Wild Species 2015: plant kingdom
Bryophytes refer to the phyla Marchantiophyta (liverworts), Bryophyta (mosses) and Anthocerotophyta (hornworts). They are simple plants that typically grow low to the ground in moist environments. Lacking true roots and vessels, they absorb water and nutrients directly across their surface. This limits their size, as without woody tissue they don’t have the rigidity to grow tall. When dry, growth and metabolism stop until moisture revives them. They can reproduce asexually when water is scarce, or sexually by producing spores that are usually wind dispersed. Only a small fraction of spores land in conditions suitable for growth. Some species counter this by producing many millions of spores, while a few, such as the dung mosses, attract flies to deliver spores directly to their favoured growth medium: excrement. Bryophytes are ecologically significant, particularly in boreal and western coastal forest, alpine areas, and tundra. They colonize bare rock and affect water runoff, nutrient cycling, soil formation, and ground temperature. Sphagnum mosses are harvested on an industrial scale in several parts of Canada and used as soil amendments, chemical absorbent, wrapping material for plants, and component of menstrual pads. Canadian bryophyte distribution is understood at a general but not at a detailed scale, and mosses are better studied than either hornworts or liverworts. Threats to bryophytes include habitat loss and climate change.
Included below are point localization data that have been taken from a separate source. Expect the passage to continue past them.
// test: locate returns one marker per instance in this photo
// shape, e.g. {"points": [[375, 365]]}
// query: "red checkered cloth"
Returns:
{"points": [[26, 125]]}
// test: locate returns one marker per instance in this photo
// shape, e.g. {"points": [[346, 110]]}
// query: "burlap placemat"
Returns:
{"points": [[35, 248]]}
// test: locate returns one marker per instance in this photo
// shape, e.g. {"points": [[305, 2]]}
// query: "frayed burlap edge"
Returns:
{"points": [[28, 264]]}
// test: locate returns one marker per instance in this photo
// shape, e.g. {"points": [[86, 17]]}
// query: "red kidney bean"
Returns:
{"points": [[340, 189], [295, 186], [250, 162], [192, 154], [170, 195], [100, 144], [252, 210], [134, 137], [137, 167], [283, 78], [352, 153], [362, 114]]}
There are 1375 known species of bryophytes in Canada (Figure 6). Many species are apparently secure or secure (47%). There are two species that are presumed extirpated, one species that is possibly extirpated, 75 species that are critically imperiled, and 85 species that are imperiled. Of these 163 species, 84 have only a small part of their range in Canada (10% or less) and 64 are intermediary (from 11% to 74%). However, 15 species have 75% or more of their range in Canada. Among those, eight species are thought to be endemic to Canada: Anastrophyllum tenue, Calliergon orbicularicordatum, Frullania hattoriana, Neomacounia nitida, Scapania diplophylloides, Seligeria careyana, Sphagnum venustum, Trematodon montanus. In total, 27 species have a high priority score (between 1 and 5). We also identified nine species that are exotic at the national level. We do not have enough knowledge on 398 species to give them a rank other than NU or NNR. No species of bryophytes are considered migratory.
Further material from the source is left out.